Khanna appeared on NBC News’s “Meet the Press,” where host Kristen Welker read a statement about the incident, in which Khanna traveled to a small Palestinian village in the southern West Bank on Wednesday when armed men blocked the road and began swearing at him and his team and kicking the minibus they were traveling in.
Four IDF soldiers arrived, sided with the settlers and eventually let Khanna go after communication between the U.S. embassy and a high-level Israeli official. The IDF said in a statement that they arrived quickly and “dispersed the Israeli civilians, and reopened the blocked road. The IDF soldiers operating in the area did not take part in blocking the road.”
“The IDF is lying,” Khanna said. “What happened was unprecedented. They had violent settlers detain American citizens, including an American government official. You had these settlers brandishing M4s, kicking the tires of our van, laughing at us, mocking at us, videotaping us. We were detained for about 20 minutes, fearful of our lives.”
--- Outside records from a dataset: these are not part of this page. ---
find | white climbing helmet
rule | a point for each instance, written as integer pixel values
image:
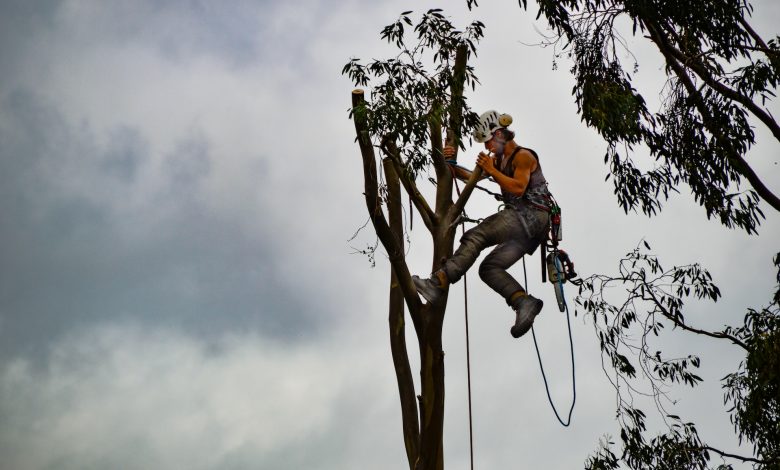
(489, 121)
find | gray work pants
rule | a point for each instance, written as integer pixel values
(516, 231)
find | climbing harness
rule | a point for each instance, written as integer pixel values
(557, 265)
(560, 270)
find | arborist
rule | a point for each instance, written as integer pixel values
(518, 228)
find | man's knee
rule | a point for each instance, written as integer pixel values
(486, 269)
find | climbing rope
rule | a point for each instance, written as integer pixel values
(463, 219)
(539, 356)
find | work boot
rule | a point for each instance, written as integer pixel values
(431, 288)
(527, 308)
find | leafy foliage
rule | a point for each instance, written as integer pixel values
(415, 85)
(720, 75)
(626, 328)
(754, 390)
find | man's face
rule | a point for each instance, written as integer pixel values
(495, 144)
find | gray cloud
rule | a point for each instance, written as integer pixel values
(75, 251)
(177, 185)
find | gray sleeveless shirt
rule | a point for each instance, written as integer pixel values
(536, 193)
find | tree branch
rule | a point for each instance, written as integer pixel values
(426, 213)
(723, 89)
(738, 457)
(393, 245)
(403, 371)
(738, 162)
(677, 322)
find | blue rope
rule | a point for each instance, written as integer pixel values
(539, 357)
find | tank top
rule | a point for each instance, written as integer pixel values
(536, 193)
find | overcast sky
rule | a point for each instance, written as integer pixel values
(178, 185)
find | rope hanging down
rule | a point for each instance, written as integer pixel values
(541, 366)
(463, 219)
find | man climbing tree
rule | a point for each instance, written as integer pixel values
(518, 229)
(405, 119)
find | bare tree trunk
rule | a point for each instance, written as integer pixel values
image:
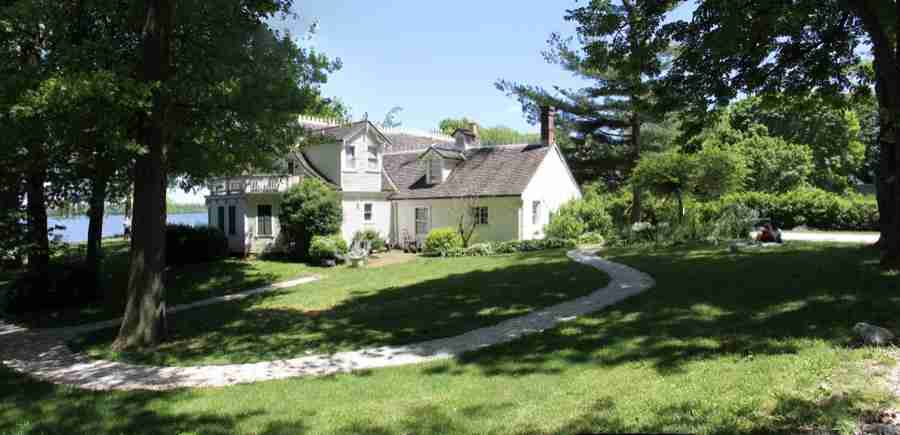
(637, 202)
(145, 312)
(39, 254)
(94, 259)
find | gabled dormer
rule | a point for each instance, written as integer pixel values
(439, 163)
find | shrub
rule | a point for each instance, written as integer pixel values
(591, 239)
(576, 217)
(441, 240)
(814, 208)
(311, 208)
(480, 250)
(375, 241)
(327, 247)
(566, 226)
(190, 245)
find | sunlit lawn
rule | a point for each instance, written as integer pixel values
(748, 343)
(353, 308)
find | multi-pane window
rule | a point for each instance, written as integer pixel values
(350, 157)
(536, 212)
(264, 220)
(220, 222)
(480, 215)
(422, 221)
(373, 158)
(232, 220)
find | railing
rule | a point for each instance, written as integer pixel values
(252, 184)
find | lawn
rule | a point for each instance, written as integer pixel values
(745, 343)
(355, 308)
(183, 284)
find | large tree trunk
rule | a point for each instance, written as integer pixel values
(39, 252)
(637, 202)
(94, 259)
(145, 311)
(886, 50)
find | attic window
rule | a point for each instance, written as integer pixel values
(434, 171)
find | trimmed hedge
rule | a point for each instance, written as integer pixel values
(327, 247)
(814, 208)
(440, 241)
(191, 245)
(508, 247)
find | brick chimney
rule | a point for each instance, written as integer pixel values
(548, 125)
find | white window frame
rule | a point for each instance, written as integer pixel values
(535, 212)
(480, 215)
(372, 160)
(426, 221)
(350, 156)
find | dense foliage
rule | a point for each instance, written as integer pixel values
(330, 247)
(310, 208)
(376, 242)
(189, 245)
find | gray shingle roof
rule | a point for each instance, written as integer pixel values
(489, 171)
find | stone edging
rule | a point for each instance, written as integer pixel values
(46, 357)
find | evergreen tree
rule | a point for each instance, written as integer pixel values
(620, 47)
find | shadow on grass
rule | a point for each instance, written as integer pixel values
(709, 304)
(377, 313)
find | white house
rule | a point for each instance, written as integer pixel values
(403, 184)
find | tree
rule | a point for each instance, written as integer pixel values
(309, 209)
(497, 135)
(793, 47)
(832, 133)
(207, 121)
(390, 119)
(707, 174)
(622, 49)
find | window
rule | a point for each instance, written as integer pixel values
(479, 214)
(349, 157)
(373, 158)
(232, 220)
(221, 221)
(264, 220)
(536, 212)
(422, 221)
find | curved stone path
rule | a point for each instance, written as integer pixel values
(46, 357)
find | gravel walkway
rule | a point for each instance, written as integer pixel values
(815, 236)
(45, 356)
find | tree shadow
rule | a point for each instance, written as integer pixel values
(707, 304)
(387, 313)
(32, 407)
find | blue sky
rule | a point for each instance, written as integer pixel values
(437, 59)
(434, 59)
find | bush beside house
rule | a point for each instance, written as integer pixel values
(310, 208)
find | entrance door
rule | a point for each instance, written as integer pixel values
(423, 224)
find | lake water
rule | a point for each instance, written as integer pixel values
(76, 226)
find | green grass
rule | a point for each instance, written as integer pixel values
(183, 285)
(747, 343)
(355, 308)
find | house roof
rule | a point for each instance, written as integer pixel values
(348, 131)
(488, 171)
(305, 168)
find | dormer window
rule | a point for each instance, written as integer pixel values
(349, 156)
(434, 171)
(373, 158)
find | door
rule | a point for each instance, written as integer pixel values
(423, 224)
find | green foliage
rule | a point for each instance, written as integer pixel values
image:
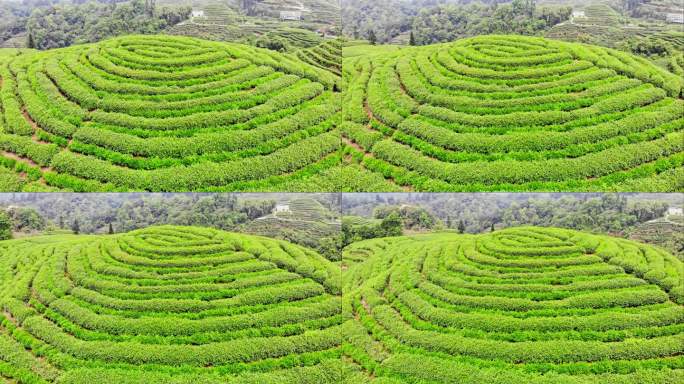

Khanna said the four IDF soldiers arrived and said they were on the side of the settlers. Seventy-five minutes after calling the U.S. embassy, Khanna and his team were allowed to pass.
“Now, I heard the prime minister,” Khanna said of Israeli Prime Minister Benjamin Netanyahu, who spoke earlier in the program. “And he said Israel is a country of law and order. Well, let me be very specific. The prime minister needs to open an investigation on these violent settlers who are connected to Yinon Levi, who has destroyed Zanuta’s village and is a known person who has killed Palestinians.”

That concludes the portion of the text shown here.